Metadata-Version: 2.4
Name: marco-dvcs
Version: 0.1.9
Summary: A minimal dataset versioning system for text data with a focus on reproducibility.
Home-page: https://github.com/Team-Marco-ACM/marco-package
Author: Your Name
Author-email: your.email@example.com
Classifier: Programming Language :: Python :: 3
Classifier: License :: OSI Approved :: MIT License
Classifier: Operating System :: OS Independent
Requires-Python: >=3.8
Description-Content-Type: text/markdown
Requires-Dist: pandas
Requires-Dist: numpy
Requires-Dist: Flask
Dynamic: author
Dynamic: author-email
Dynamic: classifier
Dynamic: description
Dynamic: description-content-type
Dynamic: home-page
Dynamic: requires-dist
Dynamic: requires-python
Dynamic: summary

# Marco Dataset Versioning System

A minimal dataset versioning system for text data with a strong focus on reproducibility and transparency.
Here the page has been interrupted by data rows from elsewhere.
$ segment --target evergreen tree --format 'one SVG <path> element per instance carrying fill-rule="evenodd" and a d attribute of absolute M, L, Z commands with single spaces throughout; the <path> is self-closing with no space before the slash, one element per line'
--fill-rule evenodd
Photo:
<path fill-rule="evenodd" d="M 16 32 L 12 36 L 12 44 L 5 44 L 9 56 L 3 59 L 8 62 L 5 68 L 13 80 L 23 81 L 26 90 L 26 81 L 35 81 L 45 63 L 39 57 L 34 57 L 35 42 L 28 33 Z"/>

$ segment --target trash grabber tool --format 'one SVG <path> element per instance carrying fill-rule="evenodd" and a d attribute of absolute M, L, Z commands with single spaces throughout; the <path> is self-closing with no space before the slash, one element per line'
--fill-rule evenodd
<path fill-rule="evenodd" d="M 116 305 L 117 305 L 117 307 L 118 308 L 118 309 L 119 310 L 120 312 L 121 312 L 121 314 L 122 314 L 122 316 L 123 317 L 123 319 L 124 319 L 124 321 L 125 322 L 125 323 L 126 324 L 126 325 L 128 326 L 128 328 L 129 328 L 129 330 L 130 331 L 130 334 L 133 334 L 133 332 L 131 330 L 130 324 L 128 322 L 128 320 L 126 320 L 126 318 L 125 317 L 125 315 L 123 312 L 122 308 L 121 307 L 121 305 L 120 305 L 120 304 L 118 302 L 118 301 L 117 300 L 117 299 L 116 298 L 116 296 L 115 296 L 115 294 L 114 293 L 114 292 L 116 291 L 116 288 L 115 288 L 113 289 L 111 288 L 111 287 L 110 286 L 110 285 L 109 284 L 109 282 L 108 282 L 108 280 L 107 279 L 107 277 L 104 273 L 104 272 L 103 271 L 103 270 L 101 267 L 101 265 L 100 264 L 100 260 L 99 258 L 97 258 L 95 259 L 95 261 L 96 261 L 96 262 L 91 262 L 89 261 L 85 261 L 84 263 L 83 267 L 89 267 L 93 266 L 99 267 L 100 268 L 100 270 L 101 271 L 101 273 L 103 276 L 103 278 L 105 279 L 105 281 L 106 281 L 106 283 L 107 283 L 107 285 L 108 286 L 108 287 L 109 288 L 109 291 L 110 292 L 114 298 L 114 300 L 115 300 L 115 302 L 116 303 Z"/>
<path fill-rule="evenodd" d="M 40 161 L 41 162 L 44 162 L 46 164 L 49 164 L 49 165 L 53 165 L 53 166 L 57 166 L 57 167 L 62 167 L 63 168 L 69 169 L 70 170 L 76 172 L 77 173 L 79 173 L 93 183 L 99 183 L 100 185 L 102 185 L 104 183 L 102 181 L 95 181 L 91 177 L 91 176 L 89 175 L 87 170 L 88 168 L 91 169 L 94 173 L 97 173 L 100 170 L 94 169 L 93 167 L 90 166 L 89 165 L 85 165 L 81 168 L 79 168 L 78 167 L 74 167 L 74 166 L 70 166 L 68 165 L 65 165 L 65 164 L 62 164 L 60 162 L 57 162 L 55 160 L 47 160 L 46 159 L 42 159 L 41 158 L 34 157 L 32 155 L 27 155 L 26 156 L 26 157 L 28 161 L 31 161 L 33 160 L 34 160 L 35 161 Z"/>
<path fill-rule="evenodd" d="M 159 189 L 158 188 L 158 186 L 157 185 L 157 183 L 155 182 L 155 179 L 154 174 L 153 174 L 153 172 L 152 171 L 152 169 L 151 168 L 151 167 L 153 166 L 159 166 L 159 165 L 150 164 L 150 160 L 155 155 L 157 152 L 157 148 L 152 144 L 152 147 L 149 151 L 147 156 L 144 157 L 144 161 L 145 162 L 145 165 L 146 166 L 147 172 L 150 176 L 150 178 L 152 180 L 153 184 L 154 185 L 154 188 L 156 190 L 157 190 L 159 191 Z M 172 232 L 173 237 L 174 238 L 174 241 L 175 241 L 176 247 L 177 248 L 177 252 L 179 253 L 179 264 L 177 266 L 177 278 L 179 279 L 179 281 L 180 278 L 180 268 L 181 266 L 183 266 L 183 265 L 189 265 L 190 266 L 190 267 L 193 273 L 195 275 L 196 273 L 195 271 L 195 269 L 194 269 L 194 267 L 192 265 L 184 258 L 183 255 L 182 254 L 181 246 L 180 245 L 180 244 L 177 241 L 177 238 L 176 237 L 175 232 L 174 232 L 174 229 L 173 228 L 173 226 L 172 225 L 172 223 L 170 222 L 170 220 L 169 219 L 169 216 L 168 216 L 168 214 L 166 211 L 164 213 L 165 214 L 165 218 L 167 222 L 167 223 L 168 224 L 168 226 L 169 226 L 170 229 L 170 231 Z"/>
Treat your text datasets like code — immutable, versioned, reproducible, and explainable.

Marco acts as a lightweight Python library, meaning you can initialize it in *any* machine learning project folder to safely version and preprocess your datasets without altering your original files.

## 🚀 Installation (Linux / MacOS)

On modern Linux environments (like Arch Linux, Ubuntu 23.04+), Python packages must be installed in a Virtual Environment (PEP 668) to prevent conflicts with your system packages. 

Follow these steps to safely install Marco into your ML project:

1. **Clone this repository** to your local machine:
   ```bash
   git clone https://github.com/your-username/marco.git
   cd marco
   ```

2. **Navigate to the ML project folder** where you want to train your model (e.g. your bag-of-words project):
   ```bash
   cd ~/projects/my-bag-of-words-model
   ```

3. **Create and activate a Python Virtual Environment**:
   ```bash
   # Create a virtual environment named 'venv'
   python3 -m venv venv
   
   # Activate it (You must do this every time you open a new terminal in this folder)
   source venv/bin/activate
   ```
   *(You should now see `(venv)` at the start of your terminal prompt!)*

4. **Install Marco**:
   ```bash
   # Point pip to the directory where you cloned the marco repository
   pip install -e /path/to/marco
   ```

---

## 🛠️ Usage Guide

Once `marco` is installed in your virtual environment, you have access to the full CLI!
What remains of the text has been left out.